SundayCrepes, his diarrhea cleared up almost completely for his final six weeks.  I switched foods and started adding Effective Microorganisms to his food.  His final six weeks he pooped relatively normally.  The final days he drank water normally, licked his food but did not eat it, and could still walk on his own.

 

The time had come. I called the vet to come out last night but she could not because she was in the process of moving. So we scheduled for today at 6pm. Kenai had been sleeping every night in my parents' bathroom but because his colon could no longer hold anything they put him outside. And I'm glad they did because when I visited him in the bathroom earlier I felt like outside it would be easer for him to let go.

 

He lay in the kitchen last night until I was ready to go to bed around 11, but he had already just gotten up on his own and had a look like "I need to go out now." He walked on his own outside and was breathing heavily, deeply. Funny how the other times I thought he was going to die was when he had extremely shallow breathing. Now he was taking deep breaths. He walked outside and lay down, collapsed really, close to the door. He collapsed, but he always sort of collapsed down to lay down for the last couple of weeks. The funny thing to me is that whenever he collapsed he would lay his chin down so peacefully like, "This is a perfect spot to take a rest." So he did that last night. And I don't think I even said Good Night or I Love You. Which is ok, because I had already had nights where I did that kind of thing thinking he was going to die. Letting go can be so simple and peaceful as just walking away and nothing feels different.

 

This morning I went to look for him under the mesquite tree that he always slept under and he wasn't there so I just assumed my parents had let him into their room early in the morning. But then as I began to peek in on the garden fairies before they flew off for the day, there he was. Under the lemon tree in utter bliss. Perfectly composed--not curled up, but layed out like he just got the best rub-down of his life, completely relaxed. That golden ribbon came down and he just sailed on down it, twirling and fluttering and the rest. What a beautiful night to release. That Sonoran Desert sky, milky with stars, warm like a blanket.

 

I felt so light, like it had happened just like I imagined except I never considered the lemon tree.  My mother came out crying and she hugged me but I told her that I was not sad.  I asked her why she was sad, "Was it because he had to die outside alone?"

 

"No," she said.  "I am sad because he had to suffer for so long and I wish we could have put him down weeks ago and spared him all that pain."

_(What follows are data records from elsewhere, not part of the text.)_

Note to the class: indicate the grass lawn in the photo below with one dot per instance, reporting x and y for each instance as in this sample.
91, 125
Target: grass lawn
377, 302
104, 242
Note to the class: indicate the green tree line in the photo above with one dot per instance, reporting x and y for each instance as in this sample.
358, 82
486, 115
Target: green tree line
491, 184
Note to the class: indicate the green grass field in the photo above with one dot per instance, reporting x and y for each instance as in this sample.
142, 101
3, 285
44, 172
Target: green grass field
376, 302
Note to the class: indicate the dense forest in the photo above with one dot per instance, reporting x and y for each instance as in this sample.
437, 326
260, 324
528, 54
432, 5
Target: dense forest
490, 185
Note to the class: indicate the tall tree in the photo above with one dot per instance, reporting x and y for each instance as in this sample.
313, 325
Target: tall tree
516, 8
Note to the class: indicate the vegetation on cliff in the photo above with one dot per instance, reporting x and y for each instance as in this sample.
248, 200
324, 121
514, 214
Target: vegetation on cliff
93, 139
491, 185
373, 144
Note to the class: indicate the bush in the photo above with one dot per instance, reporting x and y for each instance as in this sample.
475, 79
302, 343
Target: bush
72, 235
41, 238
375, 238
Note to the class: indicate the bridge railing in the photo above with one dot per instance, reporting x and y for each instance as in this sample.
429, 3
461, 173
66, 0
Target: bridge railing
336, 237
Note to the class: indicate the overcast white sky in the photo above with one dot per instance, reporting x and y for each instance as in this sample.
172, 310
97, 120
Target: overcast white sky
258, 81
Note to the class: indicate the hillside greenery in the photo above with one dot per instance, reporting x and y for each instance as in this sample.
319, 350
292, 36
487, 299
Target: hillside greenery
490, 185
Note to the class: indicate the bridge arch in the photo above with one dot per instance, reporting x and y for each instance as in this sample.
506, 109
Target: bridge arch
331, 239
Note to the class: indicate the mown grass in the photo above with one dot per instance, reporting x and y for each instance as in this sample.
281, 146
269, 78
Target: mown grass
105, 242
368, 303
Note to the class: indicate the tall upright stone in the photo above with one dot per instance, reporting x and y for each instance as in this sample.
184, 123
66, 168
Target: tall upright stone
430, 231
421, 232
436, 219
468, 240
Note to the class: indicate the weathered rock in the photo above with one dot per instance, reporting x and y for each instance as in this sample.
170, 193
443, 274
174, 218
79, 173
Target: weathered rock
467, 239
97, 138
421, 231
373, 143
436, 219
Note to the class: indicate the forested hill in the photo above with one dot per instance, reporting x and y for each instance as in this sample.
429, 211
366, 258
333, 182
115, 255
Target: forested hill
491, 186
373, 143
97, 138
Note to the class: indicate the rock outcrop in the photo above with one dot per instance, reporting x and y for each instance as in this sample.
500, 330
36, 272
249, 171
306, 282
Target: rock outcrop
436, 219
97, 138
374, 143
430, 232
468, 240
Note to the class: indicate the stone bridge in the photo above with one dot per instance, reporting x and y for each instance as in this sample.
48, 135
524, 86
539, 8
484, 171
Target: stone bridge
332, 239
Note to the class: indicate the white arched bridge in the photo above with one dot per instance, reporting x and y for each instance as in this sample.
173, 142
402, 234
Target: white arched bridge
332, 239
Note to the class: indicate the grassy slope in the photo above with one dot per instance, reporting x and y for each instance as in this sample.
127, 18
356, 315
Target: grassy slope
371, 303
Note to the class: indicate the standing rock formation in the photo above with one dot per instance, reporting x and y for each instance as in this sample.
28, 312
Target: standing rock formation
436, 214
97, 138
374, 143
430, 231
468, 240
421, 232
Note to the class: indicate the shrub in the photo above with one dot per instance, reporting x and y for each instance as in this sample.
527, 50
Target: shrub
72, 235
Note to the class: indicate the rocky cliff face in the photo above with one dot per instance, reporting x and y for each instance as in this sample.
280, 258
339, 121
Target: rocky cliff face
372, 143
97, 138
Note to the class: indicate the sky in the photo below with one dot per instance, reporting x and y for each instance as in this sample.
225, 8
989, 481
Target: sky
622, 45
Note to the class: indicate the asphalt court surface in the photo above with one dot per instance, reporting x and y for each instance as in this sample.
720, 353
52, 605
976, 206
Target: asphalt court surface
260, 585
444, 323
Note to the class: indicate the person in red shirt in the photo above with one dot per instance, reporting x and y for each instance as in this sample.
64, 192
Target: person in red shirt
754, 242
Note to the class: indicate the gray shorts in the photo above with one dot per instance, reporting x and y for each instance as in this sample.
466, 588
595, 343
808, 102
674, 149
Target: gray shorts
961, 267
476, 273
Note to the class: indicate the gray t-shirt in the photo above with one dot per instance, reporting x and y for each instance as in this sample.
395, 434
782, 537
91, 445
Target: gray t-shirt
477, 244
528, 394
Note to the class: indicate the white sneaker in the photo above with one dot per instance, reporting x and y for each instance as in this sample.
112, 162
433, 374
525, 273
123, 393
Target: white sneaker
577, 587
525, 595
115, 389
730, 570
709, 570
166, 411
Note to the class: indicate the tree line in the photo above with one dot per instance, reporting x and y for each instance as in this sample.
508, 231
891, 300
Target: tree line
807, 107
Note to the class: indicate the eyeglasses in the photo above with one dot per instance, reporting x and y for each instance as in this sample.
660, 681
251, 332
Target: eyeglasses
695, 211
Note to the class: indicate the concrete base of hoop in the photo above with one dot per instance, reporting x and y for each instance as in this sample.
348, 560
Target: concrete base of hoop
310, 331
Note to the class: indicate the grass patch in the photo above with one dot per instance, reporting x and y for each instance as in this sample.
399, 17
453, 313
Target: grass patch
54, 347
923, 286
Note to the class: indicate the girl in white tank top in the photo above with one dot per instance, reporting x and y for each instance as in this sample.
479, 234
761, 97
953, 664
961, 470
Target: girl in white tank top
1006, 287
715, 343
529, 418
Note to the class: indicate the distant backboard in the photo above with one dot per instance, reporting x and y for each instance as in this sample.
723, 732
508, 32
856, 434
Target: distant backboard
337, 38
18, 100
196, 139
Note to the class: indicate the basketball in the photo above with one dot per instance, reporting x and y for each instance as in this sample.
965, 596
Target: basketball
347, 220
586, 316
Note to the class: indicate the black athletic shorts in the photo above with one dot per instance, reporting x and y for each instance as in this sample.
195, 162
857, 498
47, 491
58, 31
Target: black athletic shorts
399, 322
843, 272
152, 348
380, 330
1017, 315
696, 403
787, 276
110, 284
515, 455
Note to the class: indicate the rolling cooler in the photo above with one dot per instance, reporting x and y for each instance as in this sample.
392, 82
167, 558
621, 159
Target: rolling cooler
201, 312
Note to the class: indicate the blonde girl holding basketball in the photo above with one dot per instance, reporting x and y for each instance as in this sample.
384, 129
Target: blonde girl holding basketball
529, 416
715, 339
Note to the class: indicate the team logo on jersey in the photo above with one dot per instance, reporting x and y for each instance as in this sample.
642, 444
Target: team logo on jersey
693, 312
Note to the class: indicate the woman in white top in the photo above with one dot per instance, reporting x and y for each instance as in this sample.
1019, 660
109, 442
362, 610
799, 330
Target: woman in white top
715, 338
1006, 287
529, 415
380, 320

"I didn't think he was suffering at all in the last weeks--" I started, as my husband stepped in, "Enough you two!  It's over!"

 

Of course he was right and we both let go, but her words troubled me.  By my own vision coming true it caused suffering to her.  I did not detect any suffering in Kenai in the days leading up--no crying or aggressive/fearful behavior.  In my mind there is a difference between senescing and suffering.  The bodily experience of dying is unavoidable, just like the pains of labor are unavoidable--but where is the suffering in labor?  Does not the suffering in labor often come from unwanted influence--people not respecting your space?  In my mind, passing into death is smoothed somewhat by defending a space for the person passing.  In my mind I have to differentiate between the unavoidable suffering of life and avoidable suffering--poverty, abuse, violence.

 

I talked to my dad about it and he said that maybe mom just has an increased empathy in her heart and understands suffering in a way that I cannot currently.  I like that because that means that we can come together and understand each other down the road.  I don't think my mom will hold onto this, I know she won't.  I know that she is relieved for him.  And we will both grow from this as we move forward and begin to help her own mother find her own way toward *her* final passing.

post #74 of 74

I'm so sorry for your loss. I know you said you're not sad, but he'll be missed, as he obviously was so loved.